Después de un largo rato, Luna sintió que estaba dando círculos por las calles desiertas. Ya segura de que nadie la seguía, desaceleró la marcha y empezó a caminar. La agitación le duraría un rato más. Cuando pensó que definitivamente estaba perdida, un murmullo la trajo en sí. Siguió el origen del sonido con la mirada y descubrió en el horizonte varios puntos de luces pasteles que estaban colgadas como guirnaldas. A medida que se fue acercando vio que el murmullo respondía a varios grupos de personas sentadas en distintas mesas. Se trataba de un patio de comidas al aire libre en el que convergían varias calles chiquitas. Luna respiró aliviada. Antes de salir del último callejón que la había llevado hasta ahí, se acomodó la ropa y el pelo para disimular cuánto había estado corriendo en las últimas horas. Salió del callejón y se mezcló disimuladamente entre la gente. Quiso divisar rápido alguna calle principal, u otra calle más iluminada y concurrida que la conectara con otra parte de la ciudad, esa que tenía en su cabeza, llena de gente y de movimiento. Pero le costó encontrarla. A su alrededor veía a todo el mundo despreocupado y alegre. No parecían darse cuenta de que estaban en el medio de un laberinto. ¿O sería que en realidad no lo estaban y había sido todo producto de su imaginación?

Luna no tenía ganas de interactuar con nadie, solo quería desaparecer de ahí. Pero sin la más mínima idea de cómo hacerlo, juntó coraje y le preguntó a uno de los mozos que estaba parado observando con atención el movimiento de sus mesas. «Disculpe» le dijo en un francés muy malo. Luna no supo si fue por su acento o por simple indiferencia, pero el mozo ni siquiera se giró para mirarla. Cuando Luna apoyó su mano en el hombro de él para reforzar su llamado, el mozo se sobresaltó. «¿Cómo hago para salir de acá?». Luna había practicado la pregunta en su cabeza porque tenía toda la intención de no sonar dramática. Pero, al final su estado de ánimo la había traicionado: esa era la única forma en que podía preguntarlo.

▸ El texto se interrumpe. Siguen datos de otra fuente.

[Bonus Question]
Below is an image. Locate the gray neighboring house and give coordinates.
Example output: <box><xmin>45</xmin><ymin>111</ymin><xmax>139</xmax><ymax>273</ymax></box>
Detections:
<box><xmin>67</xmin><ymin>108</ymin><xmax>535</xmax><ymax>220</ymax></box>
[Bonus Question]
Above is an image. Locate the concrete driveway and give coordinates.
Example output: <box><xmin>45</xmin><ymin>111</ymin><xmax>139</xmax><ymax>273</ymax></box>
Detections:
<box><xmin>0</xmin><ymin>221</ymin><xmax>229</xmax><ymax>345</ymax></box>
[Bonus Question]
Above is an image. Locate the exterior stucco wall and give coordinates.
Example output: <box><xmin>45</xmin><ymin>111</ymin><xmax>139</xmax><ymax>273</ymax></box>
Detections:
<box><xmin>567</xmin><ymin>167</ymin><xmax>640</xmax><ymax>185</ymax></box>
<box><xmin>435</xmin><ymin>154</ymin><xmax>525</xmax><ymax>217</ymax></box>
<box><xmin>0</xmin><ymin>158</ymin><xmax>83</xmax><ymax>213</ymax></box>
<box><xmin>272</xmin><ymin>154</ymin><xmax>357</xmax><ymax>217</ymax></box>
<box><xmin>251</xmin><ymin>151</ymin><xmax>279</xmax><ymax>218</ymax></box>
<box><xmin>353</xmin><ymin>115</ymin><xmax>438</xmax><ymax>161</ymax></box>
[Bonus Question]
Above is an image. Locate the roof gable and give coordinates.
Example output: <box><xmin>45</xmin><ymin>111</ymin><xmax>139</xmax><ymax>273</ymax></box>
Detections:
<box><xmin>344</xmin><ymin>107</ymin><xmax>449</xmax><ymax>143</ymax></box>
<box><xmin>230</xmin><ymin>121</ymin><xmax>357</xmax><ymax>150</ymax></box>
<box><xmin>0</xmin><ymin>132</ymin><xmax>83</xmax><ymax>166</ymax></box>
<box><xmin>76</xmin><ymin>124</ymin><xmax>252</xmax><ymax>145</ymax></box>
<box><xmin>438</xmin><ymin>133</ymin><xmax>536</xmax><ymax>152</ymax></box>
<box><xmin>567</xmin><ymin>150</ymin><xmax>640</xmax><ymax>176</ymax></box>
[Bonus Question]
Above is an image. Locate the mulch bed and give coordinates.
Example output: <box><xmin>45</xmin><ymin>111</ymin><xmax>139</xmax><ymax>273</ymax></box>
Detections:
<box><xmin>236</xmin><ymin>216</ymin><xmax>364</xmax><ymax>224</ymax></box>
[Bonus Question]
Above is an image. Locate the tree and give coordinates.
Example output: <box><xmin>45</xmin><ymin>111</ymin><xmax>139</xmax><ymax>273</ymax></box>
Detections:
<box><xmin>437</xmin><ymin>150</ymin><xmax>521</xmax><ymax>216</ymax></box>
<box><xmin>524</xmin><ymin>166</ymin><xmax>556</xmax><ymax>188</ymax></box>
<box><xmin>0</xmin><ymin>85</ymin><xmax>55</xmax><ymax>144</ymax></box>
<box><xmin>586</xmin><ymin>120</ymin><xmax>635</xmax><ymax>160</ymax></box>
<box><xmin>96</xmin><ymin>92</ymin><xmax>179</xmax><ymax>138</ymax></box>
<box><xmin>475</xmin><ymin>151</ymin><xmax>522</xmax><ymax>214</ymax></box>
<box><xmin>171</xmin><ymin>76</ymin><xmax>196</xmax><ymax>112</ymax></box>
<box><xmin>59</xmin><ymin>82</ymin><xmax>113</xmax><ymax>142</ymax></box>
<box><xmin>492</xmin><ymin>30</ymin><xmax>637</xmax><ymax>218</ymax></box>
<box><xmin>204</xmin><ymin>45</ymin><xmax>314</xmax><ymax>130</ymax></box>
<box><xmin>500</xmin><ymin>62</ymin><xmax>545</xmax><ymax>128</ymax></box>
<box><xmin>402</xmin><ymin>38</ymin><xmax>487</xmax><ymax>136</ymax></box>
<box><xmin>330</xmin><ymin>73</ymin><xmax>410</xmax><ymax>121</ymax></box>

El mozo la miró de arriba a abajo antes de responderle. Finalmente, con un brusco movimiento del brazo, señaló una de las pequeñas calles que desembocaban en el patio. Lo único que la diferenciaba de las demás era un gran farol en la entrada. Luna se alegró de que el mozo no quisiera darle más charla, y fue directo a la dirección señalada.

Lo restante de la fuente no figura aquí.